There are modules for vertical gardens and connections to other buildings through a network of skywalks;

Wind turbine units and program units that could serve many public functions.

The concept of adding a layer of complexity and usefulness to the under-insulated glass dinosaurs that are sprouting up everywhere may save them and their owners from the inevitable hike up 24 flights of stairs with their meagre rations. via ::Pruned and ::Archinect

















I think this is an interresting take on a modular type skyscrapper. Is this a proposal for the whole city or just a particular site? The idea of being able to connect to other structures mid-air excites me. This project reminds me of a classmates proposal for an Innovative steel competition where parasites are attaching to the hosts, but the parasites are helpful rather then hurtful.
Are you thinking of symbiosis Nick?
Though this also excites me, I couldn't help but think of the security nightmare that would arise having so many different connections to other buildings.
How would this connectivity also hurt the street level community.

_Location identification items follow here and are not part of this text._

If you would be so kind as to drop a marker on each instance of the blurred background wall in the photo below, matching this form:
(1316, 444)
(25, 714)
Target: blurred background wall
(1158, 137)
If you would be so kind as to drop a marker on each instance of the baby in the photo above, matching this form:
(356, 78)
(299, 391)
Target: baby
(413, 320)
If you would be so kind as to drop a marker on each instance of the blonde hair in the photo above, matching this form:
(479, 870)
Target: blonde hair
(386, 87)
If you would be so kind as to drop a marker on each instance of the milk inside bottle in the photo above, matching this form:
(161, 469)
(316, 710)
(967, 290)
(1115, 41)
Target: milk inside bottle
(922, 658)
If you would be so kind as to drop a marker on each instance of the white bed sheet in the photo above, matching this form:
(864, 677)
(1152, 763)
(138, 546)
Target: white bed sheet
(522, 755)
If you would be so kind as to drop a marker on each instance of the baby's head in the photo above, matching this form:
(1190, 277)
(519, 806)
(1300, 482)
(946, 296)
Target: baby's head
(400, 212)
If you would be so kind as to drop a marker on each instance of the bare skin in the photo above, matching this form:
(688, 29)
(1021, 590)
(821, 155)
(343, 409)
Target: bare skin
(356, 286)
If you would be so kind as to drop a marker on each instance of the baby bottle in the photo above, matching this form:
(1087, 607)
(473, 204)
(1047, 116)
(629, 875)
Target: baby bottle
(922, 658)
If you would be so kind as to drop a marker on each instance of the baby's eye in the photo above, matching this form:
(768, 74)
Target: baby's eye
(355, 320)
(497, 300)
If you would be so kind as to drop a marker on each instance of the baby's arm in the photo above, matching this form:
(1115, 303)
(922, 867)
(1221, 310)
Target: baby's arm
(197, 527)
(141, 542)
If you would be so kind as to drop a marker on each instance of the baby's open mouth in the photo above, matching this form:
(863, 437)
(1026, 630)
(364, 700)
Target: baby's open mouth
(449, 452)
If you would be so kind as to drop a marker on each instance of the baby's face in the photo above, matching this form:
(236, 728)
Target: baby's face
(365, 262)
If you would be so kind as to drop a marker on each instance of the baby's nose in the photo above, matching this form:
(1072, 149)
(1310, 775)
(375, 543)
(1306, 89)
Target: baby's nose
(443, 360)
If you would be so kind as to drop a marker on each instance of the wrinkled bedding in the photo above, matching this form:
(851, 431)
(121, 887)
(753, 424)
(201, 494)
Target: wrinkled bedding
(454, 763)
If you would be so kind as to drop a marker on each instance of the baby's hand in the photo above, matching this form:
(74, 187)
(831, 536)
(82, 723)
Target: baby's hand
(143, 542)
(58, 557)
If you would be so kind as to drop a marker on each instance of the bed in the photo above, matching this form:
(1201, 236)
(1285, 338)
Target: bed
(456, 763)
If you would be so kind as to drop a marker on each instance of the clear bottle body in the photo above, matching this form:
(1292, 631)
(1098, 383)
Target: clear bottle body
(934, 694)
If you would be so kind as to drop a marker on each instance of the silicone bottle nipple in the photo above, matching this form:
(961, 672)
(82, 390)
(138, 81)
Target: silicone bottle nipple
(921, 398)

All the businesses that thrive off people walking by?
You could have prefabricated modules for businesses...
How much fun would it be to have spiral slide modules? After a stressful day in the office, nothing could be more fun than a fast slide down four stories!
This is idiotic.
As cool as it looks, you are simply creating less open space and more building. The economics of this are unfathomable. Open structures hundreds of feet in the air, next to towers are windy, dirty and dangerous, not Eden-like. Wind turbines are noisy and dangerous. This is more unrealistic happy-thinking that gives the green movement a bad name.
I like the idea of adding say, a dozen or two of these towers to the central core of any large city. Adding this much green space to a city center would improve air quality and reduce the heat island effect. The (glass) building owners themselves could operate them as an added benefit to their tenants.

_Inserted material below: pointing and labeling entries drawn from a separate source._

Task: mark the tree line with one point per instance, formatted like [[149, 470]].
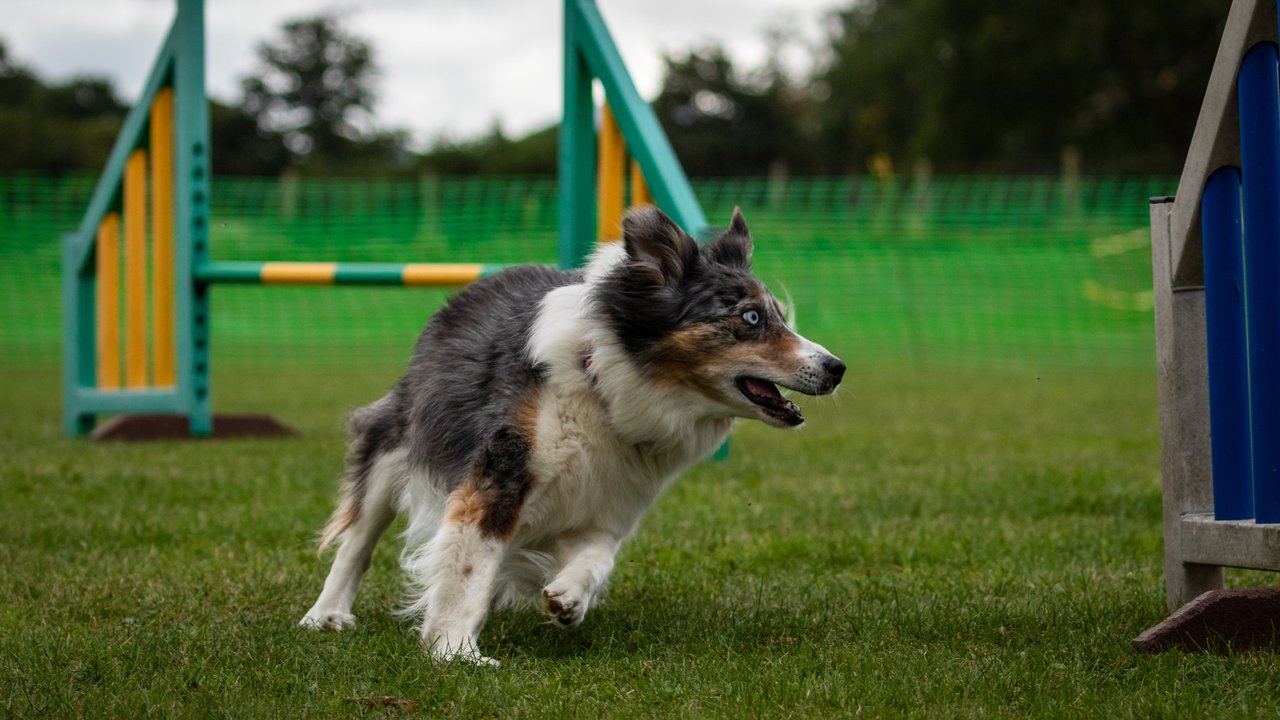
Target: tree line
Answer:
[[978, 86]]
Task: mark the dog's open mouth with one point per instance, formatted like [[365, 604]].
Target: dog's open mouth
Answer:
[[767, 396]]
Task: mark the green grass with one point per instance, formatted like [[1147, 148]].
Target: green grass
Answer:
[[929, 545]]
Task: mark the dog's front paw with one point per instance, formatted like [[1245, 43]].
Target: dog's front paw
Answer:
[[563, 604], [471, 656], [328, 620]]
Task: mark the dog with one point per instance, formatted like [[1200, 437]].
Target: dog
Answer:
[[544, 411]]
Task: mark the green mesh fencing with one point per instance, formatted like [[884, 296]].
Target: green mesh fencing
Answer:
[[974, 272]]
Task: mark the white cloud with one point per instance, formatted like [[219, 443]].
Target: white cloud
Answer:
[[449, 67]]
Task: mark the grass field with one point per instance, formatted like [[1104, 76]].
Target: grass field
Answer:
[[933, 543]]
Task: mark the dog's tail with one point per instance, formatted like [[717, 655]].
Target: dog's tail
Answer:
[[369, 437]]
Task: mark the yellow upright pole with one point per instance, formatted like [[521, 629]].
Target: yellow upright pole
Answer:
[[136, 270], [106, 302], [640, 194], [163, 346], [608, 181]]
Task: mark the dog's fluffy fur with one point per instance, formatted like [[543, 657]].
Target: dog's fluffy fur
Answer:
[[545, 410]]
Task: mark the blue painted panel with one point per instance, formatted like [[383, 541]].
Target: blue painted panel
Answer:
[[1260, 169], [1228, 360]]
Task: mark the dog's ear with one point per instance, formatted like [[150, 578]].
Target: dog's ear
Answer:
[[735, 246], [657, 246]]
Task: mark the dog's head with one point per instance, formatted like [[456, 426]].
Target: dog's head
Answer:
[[698, 318]]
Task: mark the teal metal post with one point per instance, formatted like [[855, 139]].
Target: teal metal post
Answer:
[[191, 195], [645, 140], [78, 338], [576, 150]]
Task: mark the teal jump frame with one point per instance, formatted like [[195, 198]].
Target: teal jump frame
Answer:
[[170, 373]]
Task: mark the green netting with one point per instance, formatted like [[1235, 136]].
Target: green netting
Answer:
[[976, 272]]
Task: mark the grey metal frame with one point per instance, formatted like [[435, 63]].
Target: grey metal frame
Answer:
[[1197, 546]]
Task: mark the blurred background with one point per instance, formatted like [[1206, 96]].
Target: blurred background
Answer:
[[932, 183]]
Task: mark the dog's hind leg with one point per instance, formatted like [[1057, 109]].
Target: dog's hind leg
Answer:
[[458, 568], [371, 514], [586, 560]]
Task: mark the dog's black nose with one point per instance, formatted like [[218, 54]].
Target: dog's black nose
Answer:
[[835, 368]]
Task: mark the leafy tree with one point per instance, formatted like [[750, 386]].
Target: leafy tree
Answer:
[[721, 123], [315, 90], [990, 86]]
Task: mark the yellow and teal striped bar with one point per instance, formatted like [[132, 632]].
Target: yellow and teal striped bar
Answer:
[[407, 274]]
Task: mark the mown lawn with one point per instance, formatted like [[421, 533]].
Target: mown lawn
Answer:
[[932, 543]]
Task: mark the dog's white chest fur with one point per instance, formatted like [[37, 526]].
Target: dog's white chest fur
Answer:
[[606, 441]]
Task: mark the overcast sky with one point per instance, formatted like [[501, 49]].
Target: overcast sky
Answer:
[[448, 67]]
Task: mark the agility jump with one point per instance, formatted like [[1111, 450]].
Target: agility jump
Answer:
[[1216, 253], [154, 356]]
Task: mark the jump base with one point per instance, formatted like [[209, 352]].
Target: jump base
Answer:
[[1225, 620], [136, 428]]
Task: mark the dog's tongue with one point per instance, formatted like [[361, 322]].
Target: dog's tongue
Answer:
[[762, 388]]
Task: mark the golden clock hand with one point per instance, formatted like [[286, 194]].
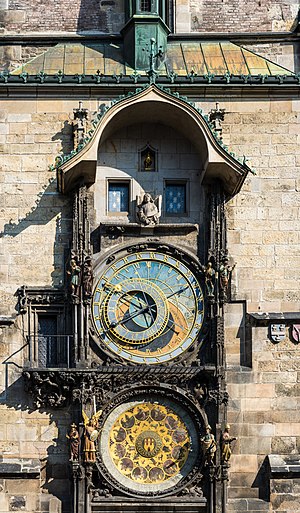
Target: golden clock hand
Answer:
[[138, 312], [117, 289]]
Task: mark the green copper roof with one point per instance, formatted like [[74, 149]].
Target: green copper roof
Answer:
[[182, 58]]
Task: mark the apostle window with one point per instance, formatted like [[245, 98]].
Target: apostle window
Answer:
[[175, 198], [118, 196]]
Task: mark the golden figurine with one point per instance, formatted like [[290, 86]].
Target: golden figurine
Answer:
[[91, 434], [73, 436], [209, 445]]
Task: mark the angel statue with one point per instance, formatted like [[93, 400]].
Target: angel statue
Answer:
[[91, 434], [148, 209]]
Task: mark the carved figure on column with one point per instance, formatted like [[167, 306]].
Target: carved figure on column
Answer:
[[74, 273], [73, 436], [209, 445], [87, 278], [148, 211], [79, 124], [210, 277], [91, 434], [226, 441], [225, 272]]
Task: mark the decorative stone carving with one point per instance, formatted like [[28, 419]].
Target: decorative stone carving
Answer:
[[216, 116], [79, 124], [87, 278], [210, 278], [209, 445], [226, 441], [148, 209], [277, 332], [225, 272], [74, 273]]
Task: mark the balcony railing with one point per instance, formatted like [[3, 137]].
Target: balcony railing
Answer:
[[50, 351]]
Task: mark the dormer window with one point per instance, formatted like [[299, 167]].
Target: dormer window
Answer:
[[147, 6]]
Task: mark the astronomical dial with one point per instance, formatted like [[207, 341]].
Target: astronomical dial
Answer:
[[148, 307], [149, 444]]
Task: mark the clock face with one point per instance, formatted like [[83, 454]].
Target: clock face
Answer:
[[148, 307], [149, 444]]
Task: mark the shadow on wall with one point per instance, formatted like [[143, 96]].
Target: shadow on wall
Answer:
[[48, 205], [55, 478], [91, 17]]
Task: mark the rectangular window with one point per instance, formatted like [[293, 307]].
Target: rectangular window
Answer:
[[175, 198], [47, 340], [118, 196]]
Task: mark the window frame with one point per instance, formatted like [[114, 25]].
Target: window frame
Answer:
[[124, 181], [175, 181]]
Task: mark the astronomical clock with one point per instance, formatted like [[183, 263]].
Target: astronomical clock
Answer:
[[148, 306], [148, 315]]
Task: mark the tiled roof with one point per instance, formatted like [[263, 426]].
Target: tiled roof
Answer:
[[202, 58]]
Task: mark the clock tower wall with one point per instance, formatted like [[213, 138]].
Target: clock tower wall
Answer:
[[123, 178]]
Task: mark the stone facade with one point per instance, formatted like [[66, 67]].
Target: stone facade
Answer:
[[36, 230], [205, 16]]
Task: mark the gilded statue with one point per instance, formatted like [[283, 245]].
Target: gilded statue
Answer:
[[91, 433], [73, 437], [209, 445]]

As for security, cities like Calgary in Canada already have significant elevated walkway systems and it seems to work fine:
http://en.wikipedia.org/wiki/%2B15
Just think of mall-like security instead of a guy sitting in the lobby by the elevators. Besides, individual tower owners could always choose to not connect to any other towers.
One concern (mentioned by Security, above) would be a possible reduction in street-level activity, but in any sufficiently dense area (I'm thinking New York or Chicago) I don't think it would really be an issue. The streets still give people more options for getting around.
Well, given that buildings sway in the wind, I doubt this proposal if very realiistic. The strain of building compressing, twisting, and bending these structures will turn them in the safety hazards.
Neat idea though.
-Lego
LA: that is true, and probably its biggest problem though not I think the most valuable component, I like the towers better than the horizontal connections. Without those, they would be as safe and stable as a tower crane in New York.
Well, given that buildings sway in the wind, I doubt this proposal if very realiistic. The strain of building compressing, twisting, and bending these structures will turn them in the safety hazards.
Neat idea though.
-Lego
reminds me of an anime called blue gender.
looks like its missing the solar powered monorail.
but honestly that looks terrible. and youll still have shade issues. you might as well assign sunny areas inside the building for green growing areas, all the wind on the roof, we already know that buildings get a strong updrafts, harness that. thin film on the afternoon top side of the scrapers. and if you want another layer of transport between the buildings. then just build walk ways on the second level. no sway, less traffic congestion. most of the side walks are covered inner city, instead of roofing make it side walk.
I like it and I wish my office had one. What about a climbing wall and maybe some waterfalls?
Why don't you just raise the first floor by one level.... get rid of the sidewalks and there are more lanes or parking area on street level. Then put stores on the second level with thick glass and/or solar panel array as a sidewalk. Its the same concept as the subways or the El trains. Plus pedestrians will have the same amount of space as the road takes up at street level... and with the street level as an almost tunnel u can use the captured CO2 to grow plants and algae to use for making electricity. The cities already waste CO2 by way of idling cars so why not reuse it to power the building it is delivering to?